According to that theory, the impact would have thrown up vast amounts of dust
that blanketed the sky for decades and altered the climate on Earth
The panic and confusion that followed Friday's
meteorite crash quickly gave way to Chelyabinsk residents' entrepreneurial
instincts. Several people smashed in the windows of their houses in the hopes of
pretending they were broken by the meteorite and receiving compensation, RIA
Novosti news agency reported.
Asteroid DA14: Later today
Like trailers for the coming attraction, new images show asteroid 2012 DA14 on its way to a record-close approach to Earth on Feb. 15. One image, taken by amateur astronomer Dave Herald of Murrumbateman, Australia, on Feb. 13, shows the asteroid as a tiny white dot in the field of view. Another set of animated images, obtained by the Faulkes Telescope South in Siding Springs, Australia, on Feb. 14, and animated by the Remanzacco Observatory in Italy, shows the asteroid as a bright spot moving across the night sky.

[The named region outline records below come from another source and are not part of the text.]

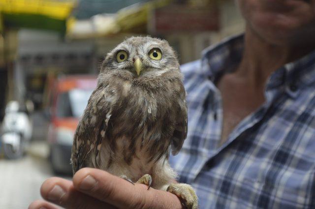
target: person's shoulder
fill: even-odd
[[[200,60],[188,62],[181,65],[181,71],[184,74],[185,78],[188,78],[199,71],[201,65]]]

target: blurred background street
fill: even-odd
[[[163,38],[183,64],[244,26],[233,0],[0,0],[0,209],[71,179],[73,134],[118,44]]]

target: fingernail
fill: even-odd
[[[56,185],[48,193],[47,198],[53,201],[59,201],[65,194],[65,192],[61,187]]]
[[[84,190],[89,190],[94,187],[96,183],[95,179],[90,175],[88,175],[80,184],[80,188]]]

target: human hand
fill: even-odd
[[[52,203],[67,209],[184,208],[174,194],[153,188],[148,190],[145,185],[133,185],[105,171],[89,168],[78,171],[72,181],[59,178],[48,179],[40,193],[46,201],[36,201],[29,209],[59,208]]]

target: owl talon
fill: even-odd
[[[198,198],[190,185],[172,183],[167,187],[166,191],[180,198],[188,209],[198,209]]]
[[[142,177],[139,179],[137,183],[146,185],[148,186],[148,190],[149,190],[150,187],[151,187],[151,184],[152,183],[152,178],[149,174],[145,174]]]
[[[132,181],[130,179],[129,179],[128,177],[126,177],[126,176],[122,175],[122,176],[120,176],[120,178],[123,179],[125,179],[127,181],[131,183],[132,184],[134,185],[134,183],[133,183],[132,182]]]

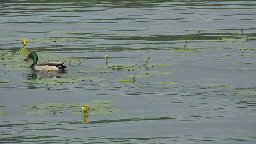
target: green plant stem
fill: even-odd
[[[45,74],[44,74],[40,78],[39,78],[38,79],[39,80],[41,80],[41,79],[44,76],[45,76],[47,74],[48,74],[48,73],[49,72],[50,72],[49,70],[48,70],[47,71],[47,72],[46,72]]]
[[[150,56],[148,56],[148,60],[147,60],[147,61],[146,62],[145,64],[144,64],[144,65],[147,64],[147,63],[148,63],[148,60],[149,60],[150,58]]]
[[[185,45],[184,45],[184,47],[183,47],[183,49],[184,49],[185,48],[186,48],[187,47],[187,44],[188,43],[188,42],[186,42],[186,44],[185,44]]]
[[[82,61],[81,60],[79,60],[79,59],[78,59],[78,58],[76,58],[76,57],[75,57],[74,56],[71,56],[68,59],[68,64],[69,64],[70,65],[70,60],[72,58],[74,58],[76,59],[76,60],[77,60],[77,61],[79,62],[79,63],[78,64],[78,65],[82,63]]]
[[[26,46],[26,45],[24,45],[24,46],[22,46],[22,48],[20,48],[19,49],[18,49],[18,50],[16,50],[16,51],[15,51],[15,52],[13,52],[13,53],[12,53],[12,54],[15,54],[15,53],[16,53],[16,52],[18,52],[19,51],[20,51],[20,50],[21,50],[22,48],[23,48],[25,47],[25,46]]]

These are some of many images that may be taken of the asteroid during its close - but safe - encounter with Earth. It will be observed by numerous optical observatories worldwide in an attempt to determine its rough shape, spin rate and composition. NASA scientists will use NASA's Goldstone Solar System Radar, located in California's Mojave Desert, to take radar images of the asteroid to determine its precise size and shape on Feb. 16, 18, 19 and 20. The NASA Near Earth Object Observation (NEOO) Program will continue to track the asteroid and predict its future orbit.
Asteroid 2012 DA14 is about 150 feet (45 meters) in diameter. It is expected to fly about 17,200 miles (27,000 kilometers) above Earth's surface at the time of closest approach, which is about 11:25 a.m. PST (2:25 p.m. EST) on Feb. 15. This distance is well away from Earth and the swarm of low Earth-orbiting satellites, including the International Space Station, but it is inside the belt of satellites in geostationary orbit (about 22,200 miles, or 35,800 kilometers, above Earth's surface.) The flyby of 2012 DA14 is the closest-ever predicted approach to Earth for an object this large.
The NASA Near Earth Object Observation (NEOO) Program detects and tracks asteroids and comets passing close to Earth using ground- and space-based telescopes. The network of projects supported by this program, commonly called "Spaceguard," discovers these objects, characterizes a subset of them and plots their orbits to determine if any could be potentially hazardous to our planet.